The upper air duct damper is working (actually I can discount and manually open the damper door to the fresh food compartment). The low return air duct is clear and open.

Can you tell me where is the location of fresh food compartment temperature sensor?


----------



## woodchuck (Aug 29, 2012)

Don't know about yours but lots of them just adjust the damper door to let more or less cold air in when you adjust the temp knob in the fridge. If you have a touch pad to adjust the fridge temp them you may have a sensor. Put your model number in at sears parts on line to see parts diagrams.


----------



## jeff1 (Aug 29, 2012)

> Can you tell me where is the location of fresh food compartment temperature sensor?



Beside the air damper, #242...









> The upper air duct damper is working (actually I can discount and manually open the damper door to the fresh food compartment).



Air is acually blowing out?

If no, check the air return, any frost on the freezer back wall?










Temperature sensor (thermistor) Manufacturer Number WR55X10025

jeff.


----------



## jgy2001 (Aug 30, 2012)

I assume part number #242 is the temperature sensor.
I toke out the air damper case and look for the temperature sensor.
I cannot find it.


----------



## jeff1 (Aug 30, 2012)

> I toke out the air damper case and look for the temperature sensor.
> I cannot find it.



Should be right there, according to the parts breakdown.....-some- are now attached to the evaporator fan motor now.
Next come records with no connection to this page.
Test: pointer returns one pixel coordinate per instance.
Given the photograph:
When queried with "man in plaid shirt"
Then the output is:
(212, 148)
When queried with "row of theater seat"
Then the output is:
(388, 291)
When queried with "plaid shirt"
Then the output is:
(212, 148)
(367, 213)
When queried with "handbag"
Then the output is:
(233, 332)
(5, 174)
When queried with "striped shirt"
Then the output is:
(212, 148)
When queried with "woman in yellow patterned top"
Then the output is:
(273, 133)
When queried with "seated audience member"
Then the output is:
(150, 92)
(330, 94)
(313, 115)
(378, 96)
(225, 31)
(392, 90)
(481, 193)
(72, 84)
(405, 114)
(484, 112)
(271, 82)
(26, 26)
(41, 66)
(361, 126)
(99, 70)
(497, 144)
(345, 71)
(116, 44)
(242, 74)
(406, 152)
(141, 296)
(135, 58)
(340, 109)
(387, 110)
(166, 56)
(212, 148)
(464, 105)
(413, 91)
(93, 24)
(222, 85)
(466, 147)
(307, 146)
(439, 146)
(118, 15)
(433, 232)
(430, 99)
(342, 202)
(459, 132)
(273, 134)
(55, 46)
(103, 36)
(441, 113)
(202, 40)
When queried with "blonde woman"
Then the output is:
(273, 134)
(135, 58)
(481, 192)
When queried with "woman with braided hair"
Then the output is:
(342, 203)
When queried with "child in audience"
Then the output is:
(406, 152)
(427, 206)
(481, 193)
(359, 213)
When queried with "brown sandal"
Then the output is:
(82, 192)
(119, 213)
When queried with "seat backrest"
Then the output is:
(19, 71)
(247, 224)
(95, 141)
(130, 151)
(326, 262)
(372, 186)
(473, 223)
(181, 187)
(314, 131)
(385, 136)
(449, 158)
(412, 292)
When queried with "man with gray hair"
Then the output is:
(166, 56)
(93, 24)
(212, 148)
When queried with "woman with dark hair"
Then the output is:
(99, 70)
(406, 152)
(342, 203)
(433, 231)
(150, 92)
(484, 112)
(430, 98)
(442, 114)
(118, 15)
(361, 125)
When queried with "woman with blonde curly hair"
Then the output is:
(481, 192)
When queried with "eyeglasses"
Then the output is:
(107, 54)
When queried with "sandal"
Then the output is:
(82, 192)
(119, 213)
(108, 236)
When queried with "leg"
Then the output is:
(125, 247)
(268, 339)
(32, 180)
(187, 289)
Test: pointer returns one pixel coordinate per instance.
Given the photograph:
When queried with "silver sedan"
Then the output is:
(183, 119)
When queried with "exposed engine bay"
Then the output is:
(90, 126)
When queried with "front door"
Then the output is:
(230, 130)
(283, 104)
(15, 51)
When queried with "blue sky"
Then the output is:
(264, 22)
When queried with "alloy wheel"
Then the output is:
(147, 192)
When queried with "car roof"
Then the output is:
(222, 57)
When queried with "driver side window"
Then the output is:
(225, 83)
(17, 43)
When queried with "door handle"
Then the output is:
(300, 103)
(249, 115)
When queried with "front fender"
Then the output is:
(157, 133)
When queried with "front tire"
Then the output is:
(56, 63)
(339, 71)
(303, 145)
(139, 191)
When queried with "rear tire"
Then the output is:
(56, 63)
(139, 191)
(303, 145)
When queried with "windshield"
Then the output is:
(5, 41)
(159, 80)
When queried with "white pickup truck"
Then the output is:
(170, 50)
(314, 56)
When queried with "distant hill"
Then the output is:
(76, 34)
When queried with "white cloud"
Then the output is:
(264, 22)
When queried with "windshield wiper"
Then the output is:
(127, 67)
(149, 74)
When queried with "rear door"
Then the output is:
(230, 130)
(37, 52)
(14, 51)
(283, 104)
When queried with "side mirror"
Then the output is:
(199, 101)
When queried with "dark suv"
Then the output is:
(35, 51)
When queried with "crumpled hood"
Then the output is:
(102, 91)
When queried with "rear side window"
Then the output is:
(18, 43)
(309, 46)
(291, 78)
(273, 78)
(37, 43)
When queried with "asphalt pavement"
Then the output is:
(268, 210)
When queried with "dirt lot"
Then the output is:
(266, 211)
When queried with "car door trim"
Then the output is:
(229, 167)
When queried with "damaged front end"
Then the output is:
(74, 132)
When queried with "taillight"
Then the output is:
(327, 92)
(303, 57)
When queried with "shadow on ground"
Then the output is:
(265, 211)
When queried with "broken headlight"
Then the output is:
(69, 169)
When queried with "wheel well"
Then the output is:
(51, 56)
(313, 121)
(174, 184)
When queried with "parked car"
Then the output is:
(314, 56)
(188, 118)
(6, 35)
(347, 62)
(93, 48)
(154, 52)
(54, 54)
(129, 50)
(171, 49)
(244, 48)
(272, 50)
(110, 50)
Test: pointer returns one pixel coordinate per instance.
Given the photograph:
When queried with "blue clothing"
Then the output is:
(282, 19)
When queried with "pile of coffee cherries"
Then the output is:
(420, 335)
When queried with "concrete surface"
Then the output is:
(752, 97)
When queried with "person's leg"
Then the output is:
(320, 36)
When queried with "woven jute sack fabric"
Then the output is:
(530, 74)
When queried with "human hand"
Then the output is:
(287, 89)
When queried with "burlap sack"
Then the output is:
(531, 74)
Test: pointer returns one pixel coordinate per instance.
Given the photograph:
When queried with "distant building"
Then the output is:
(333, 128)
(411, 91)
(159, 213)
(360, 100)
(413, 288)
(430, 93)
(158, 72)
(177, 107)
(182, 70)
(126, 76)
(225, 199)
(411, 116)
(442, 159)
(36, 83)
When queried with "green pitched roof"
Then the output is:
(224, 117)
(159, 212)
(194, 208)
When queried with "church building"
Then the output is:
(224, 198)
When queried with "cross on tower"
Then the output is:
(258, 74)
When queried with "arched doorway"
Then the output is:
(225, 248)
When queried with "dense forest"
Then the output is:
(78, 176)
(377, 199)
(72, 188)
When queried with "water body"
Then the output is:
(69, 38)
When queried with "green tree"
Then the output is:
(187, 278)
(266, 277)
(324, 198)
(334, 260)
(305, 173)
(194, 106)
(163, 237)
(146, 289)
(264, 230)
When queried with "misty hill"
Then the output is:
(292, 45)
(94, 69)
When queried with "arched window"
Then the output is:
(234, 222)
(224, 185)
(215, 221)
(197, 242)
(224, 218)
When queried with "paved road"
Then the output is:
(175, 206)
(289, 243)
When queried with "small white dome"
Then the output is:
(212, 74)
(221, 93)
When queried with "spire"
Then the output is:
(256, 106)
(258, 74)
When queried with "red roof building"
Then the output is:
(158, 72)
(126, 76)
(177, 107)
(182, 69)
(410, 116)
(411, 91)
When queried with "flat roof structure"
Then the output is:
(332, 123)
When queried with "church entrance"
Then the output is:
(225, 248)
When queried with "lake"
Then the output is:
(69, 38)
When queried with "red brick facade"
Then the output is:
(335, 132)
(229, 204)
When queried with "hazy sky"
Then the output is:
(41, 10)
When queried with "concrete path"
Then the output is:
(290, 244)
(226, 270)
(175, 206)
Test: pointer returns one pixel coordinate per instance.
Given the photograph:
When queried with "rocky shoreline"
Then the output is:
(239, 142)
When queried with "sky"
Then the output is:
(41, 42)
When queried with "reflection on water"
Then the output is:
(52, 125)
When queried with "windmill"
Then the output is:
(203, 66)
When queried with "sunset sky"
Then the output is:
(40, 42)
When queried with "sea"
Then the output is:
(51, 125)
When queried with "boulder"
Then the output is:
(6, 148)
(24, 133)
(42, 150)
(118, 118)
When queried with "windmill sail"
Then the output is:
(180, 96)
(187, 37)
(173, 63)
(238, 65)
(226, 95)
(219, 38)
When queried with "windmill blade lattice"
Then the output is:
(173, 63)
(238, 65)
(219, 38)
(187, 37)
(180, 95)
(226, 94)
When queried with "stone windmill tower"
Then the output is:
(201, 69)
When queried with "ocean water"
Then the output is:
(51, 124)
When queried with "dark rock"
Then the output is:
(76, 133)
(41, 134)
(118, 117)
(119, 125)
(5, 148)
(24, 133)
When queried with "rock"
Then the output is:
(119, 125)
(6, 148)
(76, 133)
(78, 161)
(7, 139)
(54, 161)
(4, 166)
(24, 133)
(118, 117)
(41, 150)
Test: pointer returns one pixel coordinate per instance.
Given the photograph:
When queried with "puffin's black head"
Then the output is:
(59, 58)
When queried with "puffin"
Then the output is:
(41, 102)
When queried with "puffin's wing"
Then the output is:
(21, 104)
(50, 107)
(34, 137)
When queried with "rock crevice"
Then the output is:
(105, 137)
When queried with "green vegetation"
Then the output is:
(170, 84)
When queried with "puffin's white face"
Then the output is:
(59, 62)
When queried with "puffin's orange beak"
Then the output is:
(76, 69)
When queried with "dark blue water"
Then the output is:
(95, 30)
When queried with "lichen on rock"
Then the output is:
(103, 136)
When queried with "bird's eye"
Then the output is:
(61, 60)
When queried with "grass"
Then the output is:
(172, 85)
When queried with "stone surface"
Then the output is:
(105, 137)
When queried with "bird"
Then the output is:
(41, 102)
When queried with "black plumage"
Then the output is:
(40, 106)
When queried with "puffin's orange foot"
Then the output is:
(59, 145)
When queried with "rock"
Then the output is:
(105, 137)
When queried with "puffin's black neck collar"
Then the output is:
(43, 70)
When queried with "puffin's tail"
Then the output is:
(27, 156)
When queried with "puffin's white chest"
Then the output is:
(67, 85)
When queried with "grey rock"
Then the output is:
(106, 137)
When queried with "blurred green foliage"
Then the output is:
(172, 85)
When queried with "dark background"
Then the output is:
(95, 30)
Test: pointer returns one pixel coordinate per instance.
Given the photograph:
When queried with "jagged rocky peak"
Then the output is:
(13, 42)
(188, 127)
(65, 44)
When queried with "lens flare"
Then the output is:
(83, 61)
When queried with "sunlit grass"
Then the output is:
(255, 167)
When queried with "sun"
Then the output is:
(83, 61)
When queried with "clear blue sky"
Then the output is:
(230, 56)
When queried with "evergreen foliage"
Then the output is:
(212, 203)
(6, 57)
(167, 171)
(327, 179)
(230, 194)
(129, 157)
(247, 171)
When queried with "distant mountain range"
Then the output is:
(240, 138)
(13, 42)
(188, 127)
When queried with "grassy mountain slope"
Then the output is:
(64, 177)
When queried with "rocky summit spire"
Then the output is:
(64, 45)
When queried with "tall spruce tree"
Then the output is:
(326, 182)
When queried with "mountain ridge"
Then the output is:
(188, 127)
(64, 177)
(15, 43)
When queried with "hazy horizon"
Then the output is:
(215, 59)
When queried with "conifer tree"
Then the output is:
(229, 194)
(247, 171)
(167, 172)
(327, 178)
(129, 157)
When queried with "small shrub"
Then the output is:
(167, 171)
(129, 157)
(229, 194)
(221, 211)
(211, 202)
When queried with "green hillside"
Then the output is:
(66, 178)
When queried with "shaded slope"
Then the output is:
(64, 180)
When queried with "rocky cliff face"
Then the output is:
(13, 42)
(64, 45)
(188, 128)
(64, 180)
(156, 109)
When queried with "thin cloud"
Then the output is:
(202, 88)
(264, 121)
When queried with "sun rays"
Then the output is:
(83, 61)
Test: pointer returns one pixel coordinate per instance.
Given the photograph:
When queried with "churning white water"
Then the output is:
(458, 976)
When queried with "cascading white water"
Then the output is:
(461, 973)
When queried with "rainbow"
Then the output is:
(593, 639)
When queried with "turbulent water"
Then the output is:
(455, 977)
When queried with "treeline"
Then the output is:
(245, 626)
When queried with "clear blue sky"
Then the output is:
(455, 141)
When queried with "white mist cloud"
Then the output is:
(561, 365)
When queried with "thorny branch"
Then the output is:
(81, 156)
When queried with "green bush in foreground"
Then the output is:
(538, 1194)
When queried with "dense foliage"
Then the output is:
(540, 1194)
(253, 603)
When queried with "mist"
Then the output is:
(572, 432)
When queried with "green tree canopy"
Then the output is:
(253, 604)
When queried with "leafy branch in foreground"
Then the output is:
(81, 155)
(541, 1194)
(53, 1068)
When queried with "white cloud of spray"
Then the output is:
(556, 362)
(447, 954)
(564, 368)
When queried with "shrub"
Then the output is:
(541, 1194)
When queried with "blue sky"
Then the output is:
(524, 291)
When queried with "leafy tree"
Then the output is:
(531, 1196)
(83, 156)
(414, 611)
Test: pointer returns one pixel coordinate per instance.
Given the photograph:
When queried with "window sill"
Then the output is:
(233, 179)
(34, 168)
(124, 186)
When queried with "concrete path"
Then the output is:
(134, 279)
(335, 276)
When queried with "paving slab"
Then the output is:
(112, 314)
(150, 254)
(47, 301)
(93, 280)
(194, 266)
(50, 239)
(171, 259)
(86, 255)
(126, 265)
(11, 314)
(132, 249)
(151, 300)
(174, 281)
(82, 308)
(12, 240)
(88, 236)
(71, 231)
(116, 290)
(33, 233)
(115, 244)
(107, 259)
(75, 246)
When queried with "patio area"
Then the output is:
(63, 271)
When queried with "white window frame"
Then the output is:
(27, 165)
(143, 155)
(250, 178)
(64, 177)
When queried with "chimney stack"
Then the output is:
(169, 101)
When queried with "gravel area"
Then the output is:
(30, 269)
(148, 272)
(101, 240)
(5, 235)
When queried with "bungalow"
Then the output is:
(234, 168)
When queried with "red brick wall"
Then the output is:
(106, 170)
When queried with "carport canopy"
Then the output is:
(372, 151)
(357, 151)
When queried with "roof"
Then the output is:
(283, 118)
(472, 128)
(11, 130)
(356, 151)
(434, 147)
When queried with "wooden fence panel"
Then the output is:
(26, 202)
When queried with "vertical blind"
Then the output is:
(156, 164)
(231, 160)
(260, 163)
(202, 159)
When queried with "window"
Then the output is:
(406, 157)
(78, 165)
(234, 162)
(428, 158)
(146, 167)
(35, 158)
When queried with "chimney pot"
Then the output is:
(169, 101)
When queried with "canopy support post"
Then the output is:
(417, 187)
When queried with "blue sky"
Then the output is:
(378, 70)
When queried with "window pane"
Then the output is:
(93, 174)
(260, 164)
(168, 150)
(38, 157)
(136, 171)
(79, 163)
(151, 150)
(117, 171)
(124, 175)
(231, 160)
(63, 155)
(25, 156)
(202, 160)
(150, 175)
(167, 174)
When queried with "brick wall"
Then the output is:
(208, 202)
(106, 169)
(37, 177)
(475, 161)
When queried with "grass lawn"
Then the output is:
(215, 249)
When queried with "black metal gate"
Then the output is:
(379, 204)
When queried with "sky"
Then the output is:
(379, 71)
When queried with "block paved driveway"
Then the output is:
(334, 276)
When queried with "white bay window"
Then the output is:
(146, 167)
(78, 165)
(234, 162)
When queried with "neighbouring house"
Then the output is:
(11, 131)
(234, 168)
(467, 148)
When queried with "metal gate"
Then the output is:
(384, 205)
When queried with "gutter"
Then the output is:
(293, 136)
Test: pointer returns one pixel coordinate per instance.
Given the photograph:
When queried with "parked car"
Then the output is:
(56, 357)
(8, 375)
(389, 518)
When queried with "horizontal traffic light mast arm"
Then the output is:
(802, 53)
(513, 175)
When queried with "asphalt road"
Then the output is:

Yours model# doesn't say it is, but things do change on us without notice 





Evaporator fan motor with thermistor in the harness Manufacturer Number WR60X10074

jeff.


----------



## jgy2001 (Sep 1, 2012)

gave up, getting a new LG refrigerator


----------



## jeff1 (Sep 1, 2012)

> gave up







> getting a new



That will fix it 



> LG refrigerator





jeff.


----------